Friday, March 1, 2013

Bloodlines by Richelle Mead - Book Review

Blood doesn't lie...

Sydney is an alchemist, one of a group of humans who dabble in magic and serve to bridge the worlds of human and vampires. They protect vampire secrets - and human lives. When Sydney is torn from her bed in the middle of the night, at first she thinks she's still being punished for her complicated alliance with dhampir Rose Hathaway. But what unfolds is far worse. Jill Dragomir - the sister of Moroi Queen Lissa Dragomir - is in mortal danger, and the Moroi must send her into hiding. To avoid a civil war, Sydney is called upon to act as Jill's guardian and protector, posing as her roommate in the last place anyone would think to look for vampire royalty - a human boarding school in Palm Springs, California. But instead of finding safety at Amberwood Prep, Sydney discovers the drama is only just beginning...

When I read this for the first time a little after its release, I was still riding my VA high so the return to that world, to my favorite snarky, spoiled Moroi, seemed like a wonderful treat. I loved Bloodlines then, but with this reread, I don’t know, it’s just lost most of its magic. Sydney is, dare I say it, a boring character and a lot of Bloodlines – especially stereotypical high school bitch, Laurel – just seem like reused plotlines from Vampire Academy. (Redheaded, human version of Mia, anyone?) The ego-driven Keith Darnell seemed like too cliché of an asshole, and certain aspects of him and his past transgressions just cheapened the story, in my opinion. Jill, while I usually adore her sweet innocence and fiery determination to be strong enough to help her friends, just seemed a bit too perfect here. She had boys drooling over her, which honestly gets on my nerves in most stories, especially when the character is supposed to be shy and on the fringes of outcast society. Even my favorite character, Adrian Ivashkov, seemed to lose something in the transfer from Vampire Academy to Bloodlines; he’s become a watered-down version of the sarcastic, witty, misunderstood party boy I fell in love with in the mother series.

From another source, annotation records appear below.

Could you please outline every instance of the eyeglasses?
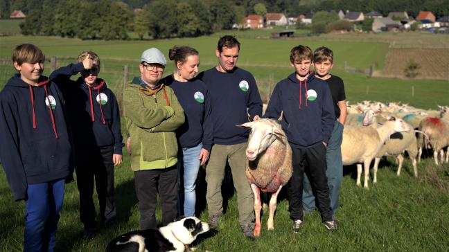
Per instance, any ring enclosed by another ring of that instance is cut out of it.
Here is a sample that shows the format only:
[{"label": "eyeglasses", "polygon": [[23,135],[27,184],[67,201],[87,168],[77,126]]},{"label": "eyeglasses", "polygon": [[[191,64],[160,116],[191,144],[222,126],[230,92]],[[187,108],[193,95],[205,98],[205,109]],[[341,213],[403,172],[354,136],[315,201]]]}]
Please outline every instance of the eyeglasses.
[{"label": "eyeglasses", "polygon": [[142,66],[143,66],[147,71],[156,71],[157,72],[161,72],[164,71],[164,67],[159,64],[146,64],[142,63]]}]

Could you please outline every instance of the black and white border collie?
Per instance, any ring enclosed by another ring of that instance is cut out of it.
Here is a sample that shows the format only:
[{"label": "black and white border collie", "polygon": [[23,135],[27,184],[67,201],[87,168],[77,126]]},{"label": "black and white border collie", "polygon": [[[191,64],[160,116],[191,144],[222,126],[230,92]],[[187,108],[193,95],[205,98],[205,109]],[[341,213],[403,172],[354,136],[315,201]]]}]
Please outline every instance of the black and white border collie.
[{"label": "black and white border collie", "polygon": [[180,217],[158,229],[136,231],[112,240],[106,252],[182,252],[189,251],[199,234],[209,231],[209,224],[194,217]]}]

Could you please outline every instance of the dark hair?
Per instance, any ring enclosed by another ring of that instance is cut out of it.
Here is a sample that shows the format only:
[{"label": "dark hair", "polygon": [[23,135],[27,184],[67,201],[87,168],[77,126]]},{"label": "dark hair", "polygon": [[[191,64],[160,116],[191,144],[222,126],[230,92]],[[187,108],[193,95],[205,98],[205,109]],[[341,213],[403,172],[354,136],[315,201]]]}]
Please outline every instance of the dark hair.
[{"label": "dark hair", "polygon": [[234,48],[237,46],[240,51],[240,42],[236,37],[231,35],[224,35],[218,39],[218,46],[217,48],[219,52],[223,51],[223,47],[227,47],[229,48]]},{"label": "dark hair", "polygon": [[290,50],[290,62],[310,59],[312,60],[312,50],[307,46],[299,45]]},{"label": "dark hair", "polygon": [[23,63],[35,64],[45,60],[45,55],[39,47],[33,44],[22,44],[12,50],[11,55],[12,63],[17,62],[19,66]]},{"label": "dark hair", "polygon": [[313,62],[315,63],[321,63],[329,60],[331,63],[333,63],[333,52],[327,47],[322,46],[315,49],[313,52]]},{"label": "dark hair", "polygon": [[187,60],[187,57],[190,55],[197,55],[198,51],[196,49],[190,46],[173,46],[171,49],[168,50],[168,58],[170,60],[175,62],[175,64],[177,62],[184,64]]}]

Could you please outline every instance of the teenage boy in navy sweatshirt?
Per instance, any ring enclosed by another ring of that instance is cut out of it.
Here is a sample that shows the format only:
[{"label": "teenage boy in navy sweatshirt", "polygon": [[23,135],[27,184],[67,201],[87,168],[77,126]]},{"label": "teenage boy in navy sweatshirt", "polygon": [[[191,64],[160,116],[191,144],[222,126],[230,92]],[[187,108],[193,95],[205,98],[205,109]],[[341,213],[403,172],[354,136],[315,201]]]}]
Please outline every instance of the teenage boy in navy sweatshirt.
[{"label": "teenage boy in navy sweatshirt", "polygon": [[24,251],[53,251],[70,172],[71,145],[60,89],[42,75],[36,46],[12,51],[18,73],[0,93],[0,159],[15,201],[25,200]]},{"label": "teenage boy in navy sweatshirt", "polygon": [[[80,191],[80,219],[84,224],[82,237],[95,233],[94,181],[98,197],[101,222],[116,219],[114,203],[114,166],[122,161],[120,113],[114,93],[98,78],[100,58],[92,51],[80,54],[78,64],[53,71],[54,80],[64,96],[73,135],[75,169]],[[76,81],[71,75],[80,73]]]},{"label": "teenage boy in navy sweatshirt", "polygon": [[282,128],[292,147],[289,210],[293,232],[299,231],[303,221],[304,172],[316,192],[323,224],[334,231],[338,223],[333,219],[326,177],[326,147],[335,120],[331,91],[326,82],[310,74],[312,51],[308,46],[292,48],[290,63],[296,71],[276,85],[264,116],[277,119],[282,112]]},{"label": "teenage boy in navy sweatshirt", "polygon": [[253,75],[236,66],[239,51],[240,43],[234,37],[221,37],[215,51],[218,64],[198,75],[209,91],[213,124],[214,145],[206,168],[206,199],[210,224],[216,228],[223,213],[221,186],[229,162],[237,191],[240,228],[245,236],[252,238],[254,201],[245,173],[249,132],[236,125],[258,118],[262,100]]}]

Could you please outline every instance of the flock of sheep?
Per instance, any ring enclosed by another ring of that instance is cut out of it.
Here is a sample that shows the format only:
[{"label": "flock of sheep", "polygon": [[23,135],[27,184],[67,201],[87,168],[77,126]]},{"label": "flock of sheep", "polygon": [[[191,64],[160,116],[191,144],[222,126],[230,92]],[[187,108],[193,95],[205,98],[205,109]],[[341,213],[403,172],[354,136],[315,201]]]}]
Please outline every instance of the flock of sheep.
[{"label": "flock of sheep", "polygon": [[[348,116],[343,132],[342,156],[344,165],[358,163],[357,185],[360,185],[362,166],[364,165],[364,188],[368,188],[369,165],[375,160],[373,183],[377,182],[380,158],[394,156],[398,161],[400,174],[407,152],[414,176],[416,162],[423,148],[434,150],[437,165],[449,159],[449,107],[439,106],[439,111],[424,110],[396,102],[369,101],[348,105]],[[444,148],[446,148],[446,158]],[[416,160],[417,159],[417,160]]]}]

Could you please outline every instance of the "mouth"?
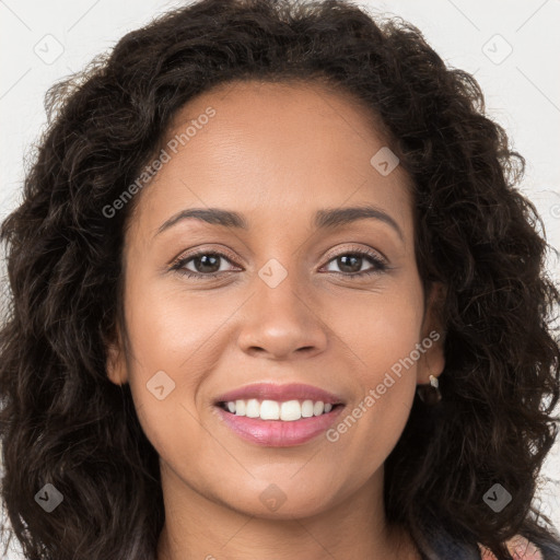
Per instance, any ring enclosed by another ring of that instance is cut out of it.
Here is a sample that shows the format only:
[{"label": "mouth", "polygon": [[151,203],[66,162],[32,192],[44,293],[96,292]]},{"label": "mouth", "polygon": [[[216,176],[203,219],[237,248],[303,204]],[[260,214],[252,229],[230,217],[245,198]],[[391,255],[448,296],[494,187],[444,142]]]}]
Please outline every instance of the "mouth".
[{"label": "mouth", "polygon": [[305,418],[328,415],[343,407],[342,402],[324,402],[323,400],[271,400],[271,399],[236,399],[217,402],[229,415],[255,418],[264,421],[294,422]]},{"label": "mouth", "polygon": [[270,383],[226,393],[213,405],[230,433],[268,447],[292,447],[318,438],[346,407],[340,397],[318,387]]}]

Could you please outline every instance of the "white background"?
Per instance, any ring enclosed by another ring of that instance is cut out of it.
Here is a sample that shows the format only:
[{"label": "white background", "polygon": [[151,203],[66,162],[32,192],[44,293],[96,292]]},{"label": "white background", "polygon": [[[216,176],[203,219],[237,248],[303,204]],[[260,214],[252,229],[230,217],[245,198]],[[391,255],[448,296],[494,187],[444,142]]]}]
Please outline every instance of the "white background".
[{"label": "white background", "polygon": [[[182,3],[0,0],[0,220],[18,203],[24,158],[46,122],[47,88],[112,48],[127,32]],[[448,66],[475,74],[485,92],[487,115],[505,128],[513,148],[527,160],[521,188],[537,206],[549,243],[559,248],[560,0],[354,3],[374,14],[402,16],[423,32]],[[60,56],[48,59],[57,49]],[[549,261],[557,280],[558,268],[558,261]],[[560,442],[545,465],[541,482],[542,510],[558,528],[559,448]],[[13,552],[9,558],[20,557]]]}]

I love Richelle Mead, so what I’m about to say seems a bit blasphemous even to me, but honestly I’m getting the feeling that Bloodlines (and maybe even the last couple of VA installments) is a series born more out of publishers’ greed to cash in on a popular YA franchise than something the author holds near and dear to her heart still, and that really shows in the quality. I know most people adored this book, including two of my most cherished friends who were right there with me in the thick of my Vampire Academy obsession, so this may seem a bit harsh. But I honestly feel that Bloodlines is almost completely devoid of what made Vampire Academy so special; it’s a good plotline without heart, delivered in a flat, boring voice, with only a few highs amid the almost solid averageness of the book.

I did like Bloodlines, or I wouldn’t have given it 3 stars, but overall, I was pretty disappointed in my reread of it. Looking back, what I loved most about it the first time were things left over from Vampire Academy, and not things Bloodlines actually brought to the table.